Change in fire extremes before and after 1994
The return period of these large fires, characterized by their burned area, has been quantified for southern France. This was done for two periods: 1973 - 1994 and 1995 – 2016. A new fire policy was set up in 1994 to reduce the likelihood of very large wildfires. This policy is based on improved prevention of fires, increased surveillance of forests, and a massive attack on all ignitions in order to prevent fire enlargement. Thus, by focusing on these two periods, the impact of this new fire policy can be assessed.
New policy: successful for small fires, but not for large ones
The assessment shows that the new fire policy is undoubtedly successful. The area that is burned on average every 5 years has significantly decreased. For very large fires (> 10,000 ha), for instance those with a return period of 50 years, this is not the case. Apparently, firemen cannot control many large fires. Despite the new suppression-oriented policy set up in 1994, very large fires can still occur in southern France, and especially in the regional hot spots of Corsica and Provence. These fires, that cause most of the accidents or fatalities for fire crews, may belong to a new generation promoted by global changes.
A new generation of wildfires
Very large fires, generating high human, economic, and ecological damages, are a growing issue in southern Europe and almost worldwide.

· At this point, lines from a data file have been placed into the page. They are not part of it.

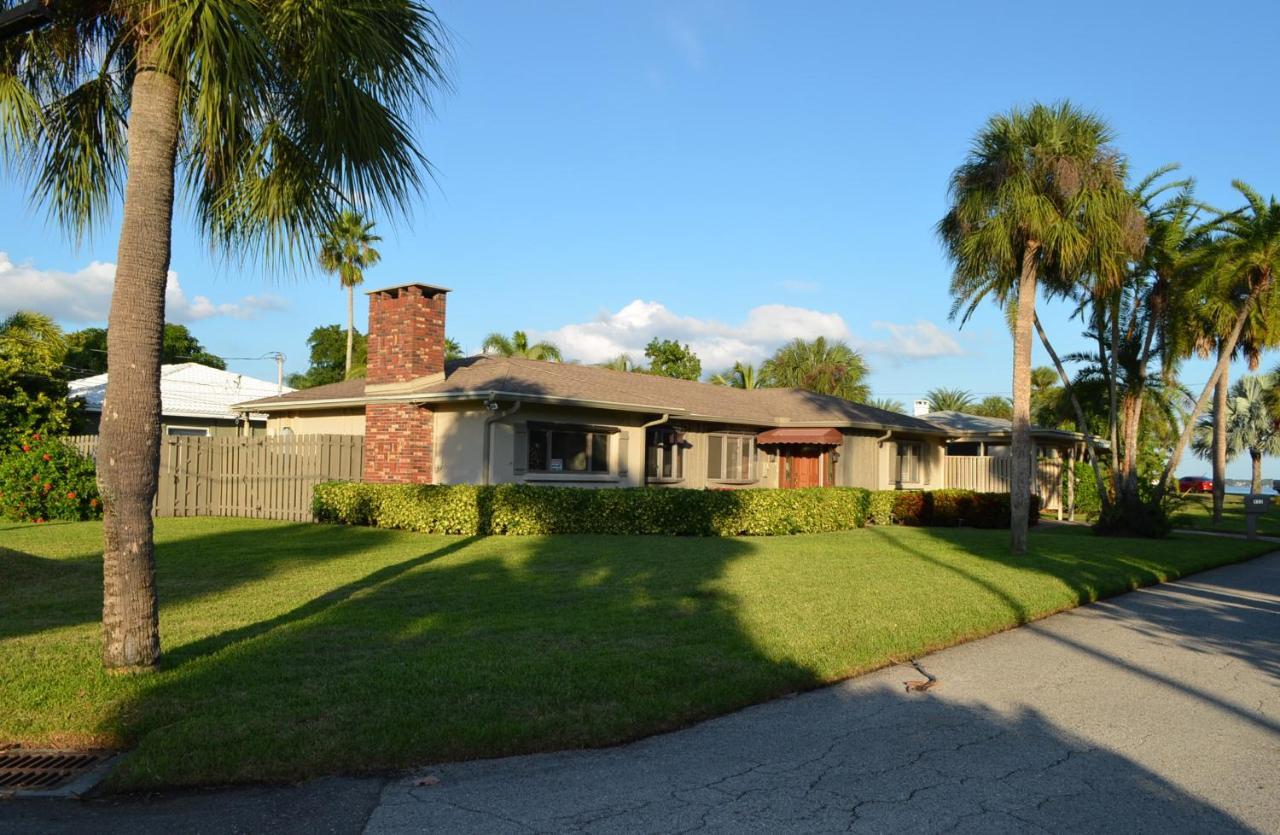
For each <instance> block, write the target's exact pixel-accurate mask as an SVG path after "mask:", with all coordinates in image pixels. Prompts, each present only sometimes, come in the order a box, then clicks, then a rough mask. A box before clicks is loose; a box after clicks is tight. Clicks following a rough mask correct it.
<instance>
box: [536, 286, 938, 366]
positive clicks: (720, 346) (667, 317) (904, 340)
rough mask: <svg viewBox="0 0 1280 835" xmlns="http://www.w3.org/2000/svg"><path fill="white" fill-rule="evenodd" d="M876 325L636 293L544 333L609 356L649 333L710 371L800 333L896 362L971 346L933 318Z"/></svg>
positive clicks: (932, 356) (930, 358)
mask: <svg viewBox="0 0 1280 835" xmlns="http://www.w3.org/2000/svg"><path fill="white" fill-rule="evenodd" d="M872 327H873V328H874V329H876V330H883V332H886V336H884V337H883V338H859V337H856V336H855V334H854V333H852V332H851V330H850V328H849V325H847V324H846V323H845V320H844V318H842V316H840V314H833V312H823V311H819V310H812V309H808V307H792V306H790V305H760V306H759V307H753V309H751V310H749V311H748V314H746V320H745V321H741V323H739V324H724V323H721V321H716V320H713V319H699V318H696V316H681V315H678V314H676V312H673V311H672V310H669V309H668V307H667V306H666V305H663V304H660V302H657V301H644V300H640V298H636V300H635V301H632V302H630V304H627V305H626V306H623V307H622V309H621V310H618V311H617V312H612V311H604V312H602V314H600V315H598V316H596V318H595V319H594V320H591V321H585V323H580V324H568V325H564V327H562V328H558V329H556V330H548V332H539V333H536V334H535V336H536V337H538V338H540V339H549V341H552V342H554V343H556V345H558V346H559V348H561V351H563V352H564V356H566V357H567V359H576V360H581V361H584V362H602V361H604V360H609V359H612V357H616V356H618V355H620V353H628V355H631V357H632V359H636V360H643V357H644V347H645V345H648V342H649V339H652V338H654V337H658V338H659V339H676V341H677V342H681V343H687V345H689V347H690V348H692V351H694V352H695V353H696V355H698V356H699V357H700V359H701V361H703V369H704V370H708V371H714V370H719V369H723V368H728V366H731V365H732V364H733V362H735V361H739V360H741V361H745V362H756V364H758V362H760V361H763V360H764V359H767V357H768V356H769V355H771V353H773V351H774V350H776V348H777V347H778V346H780V345H782V343H785V342H790V341H791V339H795V338H797V337H799V338H803V339H813V338H815V337H827V338H828V339H845V341H846V342H849V343H850V345H851V346H854V347H855V348H858V350H860V351H863V352H865V353H870V355H877V356H883V357H887V359H888V360H890V361H892V362H899V361H904V360H923V359H932V357H940V356H957V355H960V353H963V350H961V347H960V345H959V343H957V342H956V339H955V337H952V336H951V334H948V333H946V332H945V330H942V329H941V328H938V327H937V325H934V324H933V323H931V321H927V320H920V321H916V323H914V324H895V323H891V321H877V323H873V324H872Z"/></svg>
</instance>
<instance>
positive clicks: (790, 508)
mask: <svg viewBox="0 0 1280 835" xmlns="http://www.w3.org/2000/svg"><path fill="white" fill-rule="evenodd" d="M868 498H869V492H868V490H864V489H859V488H814V489H801V490H769V489H749V490H682V489H654V488H604V489H588V488H575V487H541V485H532V484H495V485H492V487H476V485H468V484H457V485H429V484H424V485H417V484H360V483H349V482H332V483H328V484H319V485H316V488H315V493H314V499H312V501H314V510H315V516H316V519H317V520H320V521H332V523H342V524H348V525H374V526H378V528H397V529H402V530H417V531H422V533H434V534H471V535H474V534H507V535H530V534H564V533H584V534H631V535H646V534H653V535H675V537H736V535H759V537H767V535H780V534H796V533H822V531H831V530H849V529H851V528H861V526H863V525H865V524H867V506H868Z"/></svg>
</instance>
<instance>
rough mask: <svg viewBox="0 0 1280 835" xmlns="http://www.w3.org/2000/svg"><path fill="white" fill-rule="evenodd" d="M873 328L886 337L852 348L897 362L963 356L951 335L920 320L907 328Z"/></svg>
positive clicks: (958, 342) (959, 348)
mask: <svg viewBox="0 0 1280 835" xmlns="http://www.w3.org/2000/svg"><path fill="white" fill-rule="evenodd" d="M872 328H874V329H877V330H886V332H888V337H887V338H884V339H855V341H854V347H856V348H859V350H861V351H865V352H867V353H877V355H881V356H886V357H890V359H891V360H897V361H902V360H931V359H934V357H942V356H961V355H964V348H961V347H960V343H959V342H957V341H956V338H955V337H954V336H952V334H950V333H947V332H946V330H943V329H942V328H940V327H937V325H936V324H933V323H932V321H929V320H927V319H919V320H916V321H915V323H914V324H909V325H902V324H896V323H892V321H873V323H872Z"/></svg>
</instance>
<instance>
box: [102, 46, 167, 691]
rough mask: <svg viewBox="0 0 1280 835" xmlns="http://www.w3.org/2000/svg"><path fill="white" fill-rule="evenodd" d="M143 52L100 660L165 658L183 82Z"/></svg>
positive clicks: (127, 264)
mask: <svg viewBox="0 0 1280 835" xmlns="http://www.w3.org/2000/svg"><path fill="white" fill-rule="evenodd" d="M152 53H154V49H148V47H147V45H143V46H142V49H140V50H138V67H140V69H138V73H137V77H136V78H134V81H133V92H132V96H133V101H132V105H131V110H129V137H128V140H129V158H128V182H127V184H125V190H124V220H123V224H122V227H120V243H119V250H118V254H116V269H115V289H114V291H113V293H111V311H110V314H109V318H108V332H106V333H108V337H106V351H108V361H109V366H110V374H109V377H108V383H106V402H105V403H104V407H102V420H101V424H100V425H101V429H100V437H99V452H97V461H99V465H97V478H99V485H100V489H101V492H102V505H104V514H105V515H104V519H102V540H104V542H102V663H104V666H105V667H106V669H108V670H114V671H132V670H148V669H154V667H155V666H156V665H159V662H160V628H159V612H157V604H156V587H155V544H154V542H152V521H151V505H152V502H154V501H155V493H156V480H157V470H159V466H160V348H161V343H163V339H164V291H165V277H166V275H168V273H169V254H170V237H172V223H173V192H174V161H175V156H177V150H178V127H179V122H178V83H177V82H175V81H174V79H173V78H172V77H169V76H166V74H164V73H161V72H157V70H156V69H155V67H154V65H151V61H150V60H148V59H150V55H151V54H152Z"/></svg>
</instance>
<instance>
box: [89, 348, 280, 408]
mask: <svg viewBox="0 0 1280 835" xmlns="http://www.w3.org/2000/svg"><path fill="white" fill-rule="evenodd" d="M68 388H69V389H70V392H69V397H83V398H84V407H86V409H87V410H88V411H102V400H104V398H105V397H106V374H97V375H95V377H86V378H82V379H78V380H72V382H70V383H69V384H68ZM292 391H293V389H292V388H289V387H288V385H285V387H284V388H283V389H280V388H278V387H276V384H275V383H274V382H269V380H260V379H257V378H256V377H248V375H244V374H237V373H234V371H221V370H219V369H212V368H209V366H207V365H200V364H198V362H179V364H178V365H161V366H160V411H161V414H163V415H165V416H174V417H216V419H223V420H234V419H237V417H239V412H237V411H236V410H233V409H232V403H241V402H244V401H246V400H257V398H260V397H273V396H276V394H278V393H287V392H292ZM250 417H251V419H253V420H265V419H266V415H260V414H251V415H250Z"/></svg>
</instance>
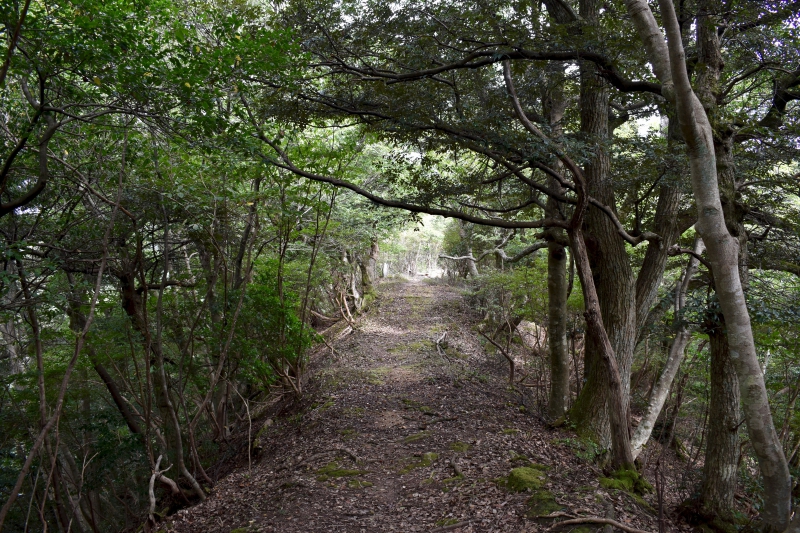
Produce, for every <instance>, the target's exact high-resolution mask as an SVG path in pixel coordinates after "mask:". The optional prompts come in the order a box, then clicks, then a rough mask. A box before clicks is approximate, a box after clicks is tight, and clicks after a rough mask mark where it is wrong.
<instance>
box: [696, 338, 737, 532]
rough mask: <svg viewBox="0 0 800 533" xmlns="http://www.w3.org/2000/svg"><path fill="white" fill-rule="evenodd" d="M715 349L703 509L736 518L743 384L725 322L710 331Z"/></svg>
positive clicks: (703, 470)
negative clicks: (740, 424) (737, 473)
mask: <svg viewBox="0 0 800 533" xmlns="http://www.w3.org/2000/svg"><path fill="white" fill-rule="evenodd" d="M708 338H709V346H710V349H711V401H710V404H709V407H708V436H707V440H706V457H705V464H704V465H703V483H702V487H701V490H700V504H701V510H702V511H703V513H704V514H706V515H708V516H709V517H719V518H722V519H723V520H730V519H731V518H733V495H734V493H735V492H736V480H737V475H736V471H737V467H738V464H739V421H740V414H739V382H738V380H737V379H736V372H735V371H734V369H733V364H732V361H731V354H730V350H729V349H728V339H727V337H726V334H725V323H724V322H722V323H720V322H717V323H715V324H711V325H710V327H709V329H708Z"/></svg>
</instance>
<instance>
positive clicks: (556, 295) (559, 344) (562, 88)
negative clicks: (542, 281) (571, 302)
mask: <svg viewBox="0 0 800 533" xmlns="http://www.w3.org/2000/svg"><path fill="white" fill-rule="evenodd" d="M550 71H551V73H552V74H551V80H552V84H551V86H550V87H549V88H548V90H547V91H545V94H544V95H543V97H542V107H543V109H544V114H545V116H546V117H547V121H548V123H549V125H550V132H551V135H552V136H553V137H554V138H558V137H560V136H561V133H562V127H561V120H562V119H563V118H564V111H565V110H566V105H567V102H566V100H565V99H564V91H563V81H564V65H563V64H554V65H552V66H551V67H550ZM556 169H557V170H563V165H561V164H560V162H559V161H556ZM549 187H550V188H551V190H554V191H558V192H562V188H561V184H560V183H559V182H558V181H557V180H555V179H553V178H551V179H550V181H549ZM545 214H546V216H547V217H548V218H552V219H559V218H562V215H561V212H560V210H559V205H558V202H557V201H556V200H554V199H553V198H548V199H547V204H546V207H545ZM544 236H545V239H546V240H547V351H548V356H549V359H550V398H549V401H548V407H547V412H548V415H549V417H550V419H551V420H554V421H556V420H559V419H562V420H563V417H564V416H565V415H566V413H567V409H568V408H569V396H570V388H569V351H568V349H567V250H566V247H565V246H564V244H563V241H564V240H565V234H564V230H563V229H560V228H548V229H547V230H546V231H545V232H544Z"/></svg>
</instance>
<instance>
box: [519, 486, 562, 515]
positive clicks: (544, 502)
mask: <svg viewBox="0 0 800 533" xmlns="http://www.w3.org/2000/svg"><path fill="white" fill-rule="evenodd" d="M525 505H526V506H527V507H528V510H527V512H526V513H525V514H526V515H527V516H528V518H537V517H540V516H546V515H549V514H551V513H556V512H558V511H563V510H564V507H563V506H561V505H559V504H558V503H556V497H555V495H554V494H553V493H552V492H550V491H549V490H537V491H536V492H534V493H533V495H532V496H531V497H530V498H528V500H527V501H526V502H525Z"/></svg>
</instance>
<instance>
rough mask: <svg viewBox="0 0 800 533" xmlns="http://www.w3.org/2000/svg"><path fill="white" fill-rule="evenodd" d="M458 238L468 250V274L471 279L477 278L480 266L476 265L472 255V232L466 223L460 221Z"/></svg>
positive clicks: (458, 224)
mask: <svg viewBox="0 0 800 533" xmlns="http://www.w3.org/2000/svg"><path fill="white" fill-rule="evenodd" d="M458 236H459V237H461V243H462V244H463V245H464V248H465V249H466V253H465V254H464V255H466V256H467V259H465V260H464V261H465V262H466V264H467V274H468V275H469V277H471V278H477V277H478V265H477V264H476V261H475V256H474V255H473V254H472V232H471V231H468V230H467V223H466V222H462V221H460V220H459V221H458Z"/></svg>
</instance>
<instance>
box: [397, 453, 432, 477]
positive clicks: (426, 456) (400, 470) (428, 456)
mask: <svg viewBox="0 0 800 533" xmlns="http://www.w3.org/2000/svg"><path fill="white" fill-rule="evenodd" d="M438 458H439V454H438V453H433V452H426V453H423V454H422V456H421V457H420V458H419V459H417V460H416V461H413V462H411V463H409V464H407V465H406V466H404V467H403V468H401V469H400V473H401V474H408V473H409V472H411V471H412V470H414V469H416V468H426V467H429V466H431V465H432V464H433V463H435V462H436V460H437V459H438Z"/></svg>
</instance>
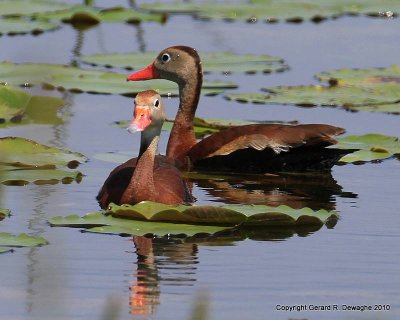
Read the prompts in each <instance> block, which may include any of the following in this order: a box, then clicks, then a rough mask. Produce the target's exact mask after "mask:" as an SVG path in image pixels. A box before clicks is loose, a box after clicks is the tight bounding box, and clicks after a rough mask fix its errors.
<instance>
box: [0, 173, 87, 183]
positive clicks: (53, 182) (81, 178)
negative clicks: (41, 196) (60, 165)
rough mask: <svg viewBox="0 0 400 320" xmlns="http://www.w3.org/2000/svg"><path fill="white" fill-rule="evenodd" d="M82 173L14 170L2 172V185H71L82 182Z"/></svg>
mask: <svg viewBox="0 0 400 320" xmlns="http://www.w3.org/2000/svg"><path fill="white" fill-rule="evenodd" d="M81 179H82V173H81V172H79V171H76V170H73V171H67V170H55V169H32V170H26V169H12V170H0V183H2V184H5V185H17V186H24V185H26V184H28V183H34V184H38V185H39V184H57V183H59V182H62V183H63V184H69V183H71V182H73V181H76V182H80V181H81Z"/></svg>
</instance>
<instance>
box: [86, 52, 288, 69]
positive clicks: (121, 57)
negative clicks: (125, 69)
mask: <svg viewBox="0 0 400 320" xmlns="http://www.w3.org/2000/svg"><path fill="white" fill-rule="evenodd" d="M156 55H157V53H156V52H146V53H125V54H123V53H113V54H95V55H90V56H83V57H82V61H83V62H86V63H89V64H93V65H102V66H106V67H119V68H126V69H129V70H131V69H138V68H143V67H144V66H145V65H147V64H148V63H149V61H152V60H153V59H154V57H155V56H156ZM201 61H202V66H203V71H204V73H211V72H212V73H216V72H218V73H232V72H244V73H256V72H264V73H270V72H278V71H284V70H286V69H288V67H287V65H285V64H284V61H283V59H281V58H279V57H273V56H269V55H260V56H257V55H251V54H246V55H237V54H234V53H232V52H217V53H201Z"/></svg>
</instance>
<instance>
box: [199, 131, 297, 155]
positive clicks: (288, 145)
mask: <svg viewBox="0 0 400 320" xmlns="http://www.w3.org/2000/svg"><path fill="white" fill-rule="evenodd" d="M291 147H292V146H290V145H287V144H282V143H279V142H278V141H273V140H271V139H267V138H266V137H265V135H261V134H254V135H249V136H246V137H240V138H237V139H235V140H232V141H230V142H229V143H227V144H225V145H223V146H221V147H220V148H219V149H217V150H215V151H214V152H213V153H210V154H209V155H207V158H211V157H214V156H225V155H228V154H230V153H232V152H234V151H236V150H240V149H247V148H253V149H256V150H259V151H261V150H264V149H266V148H270V149H272V150H273V151H274V152H275V153H276V154H279V153H281V152H287V151H289V149H290V148H291Z"/></svg>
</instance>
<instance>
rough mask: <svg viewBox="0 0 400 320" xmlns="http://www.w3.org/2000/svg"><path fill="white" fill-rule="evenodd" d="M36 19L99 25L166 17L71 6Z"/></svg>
mask: <svg viewBox="0 0 400 320" xmlns="http://www.w3.org/2000/svg"><path fill="white" fill-rule="evenodd" d="M34 17H36V18H46V19H50V20H60V21H63V22H66V23H73V24H75V23H85V24H97V23H101V22H127V23H133V24H136V23H140V22H142V21H154V22H164V21H165V15H163V14H157V13H146V12H139V11H136V10H133V9H127V8H123V7H112V8H106V9H100V8H96V7H89V6H80V5H77V6H71V7H70V8H68V9H65V10H60V11H56V12H44V13H39V14H35V15H34Z"/></svg>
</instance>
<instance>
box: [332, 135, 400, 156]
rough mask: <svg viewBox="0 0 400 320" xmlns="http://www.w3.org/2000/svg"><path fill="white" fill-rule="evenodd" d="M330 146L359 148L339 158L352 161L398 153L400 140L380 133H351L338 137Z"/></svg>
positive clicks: (399, 143)
mask: <svg viewBox="0 0 400 320" xmlns="http://www.w3.org/2000/svg"><path fill="white" fill-rule="evenodd" d="M337 140H338V143H337V144H336V145H333V146H330V147H331V148H339V149H359V151H356V152H353V153H350V154H348V155H346V156H344V157H343V158H341V159H340V161H341V162H347V163H354V162H366V161H375V160H383V159H387V158H390V157H393V156H394V155H399V154H400V140H399V138H398V137H389V136H385V135H381V134H365V135H360V136H357V135H353V136H347V137H343V138H338V139H337Z"/></svg>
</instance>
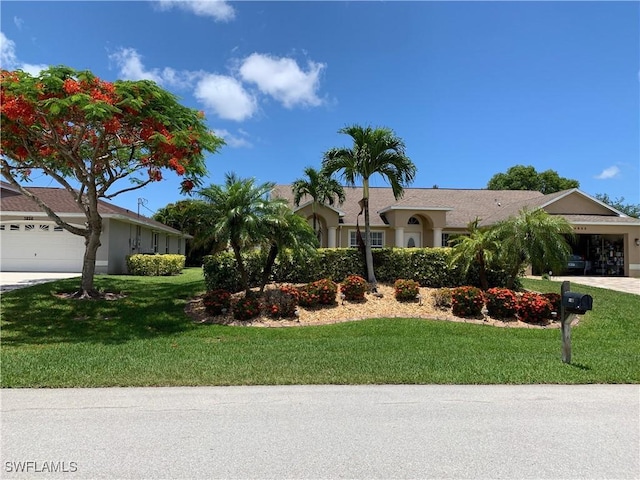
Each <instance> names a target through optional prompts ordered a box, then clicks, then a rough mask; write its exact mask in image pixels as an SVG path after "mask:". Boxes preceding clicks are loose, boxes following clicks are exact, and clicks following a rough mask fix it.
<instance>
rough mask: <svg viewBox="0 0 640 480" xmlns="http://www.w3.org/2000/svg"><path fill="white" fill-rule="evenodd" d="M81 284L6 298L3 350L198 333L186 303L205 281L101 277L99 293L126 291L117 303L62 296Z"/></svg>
mask: <svg viewBox="0 0 640 480" xmlns="http://www.w3.org/2000/svg"><path fill="white" fill-rule="evenodd" d="M77 288H78V279H70V280H62V281H57V282H53V283H49V284H44V285H36V286H33V287H29V288H25V289H22V290H16V291H13V292H8V293H5V294H3V295H2V331H1V336H2V344H3V345H4V346H21V345H44V344H55V343H102V344H117V343H123V342H127V341H130V340H135V339H146V338H153V337H157V336H162V335H174V334H177V333H180V332H184V331H185V330H188V329H190V328H195V326H194V324H193V323H192V322H191V320H190V318H189V317H187V316H186V315H185V313H184V307H185V305H186V303H187V301H188V300H189V299H190V298H192V297H193V296H195V295H197V294H198V293H199V292H202V291H203V290H204V282H203V281H202V279H201V276H199V275H198V274H194V272H188V273H187V274H182V275H179V276H176V277H124V276H118V277H111V276H104V277H96V288H98V289H99V290H104V291H107V292H122V293H124V294H125V295H126V296H125V297H124V298H121V299H118V300H76V299H63V298H59V297H57V296H56V295H55V294H56V293H61V292H72V291H74V290H76V289H77Z"/></svg>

A combination of climate change, fuel accumulation, and increasing human pressure on ignitions in urbanized areas is the root cause for a new generation of wildfires characterized by extreme behavior. These new types of devastative fires are increasingly observed in southern Europe, and many of them are beyond the present suppression capacity. They often display eruptive or erratic behaviors. Recent studies in southern France have shown that new combinations of prolonged droughts, heat waves, and windy periods lead to a higher frequency of such extreme fire events.
Massive aerial and ground forces for fire suppression may not be sufficient to control extreme wildfire events. Managing landscapes and fuels, limiting unwanted ignitions, and the participation of the public in self-protection (i.e., tackling the root causes of fire risk) are key to leverage fire risk in the long term.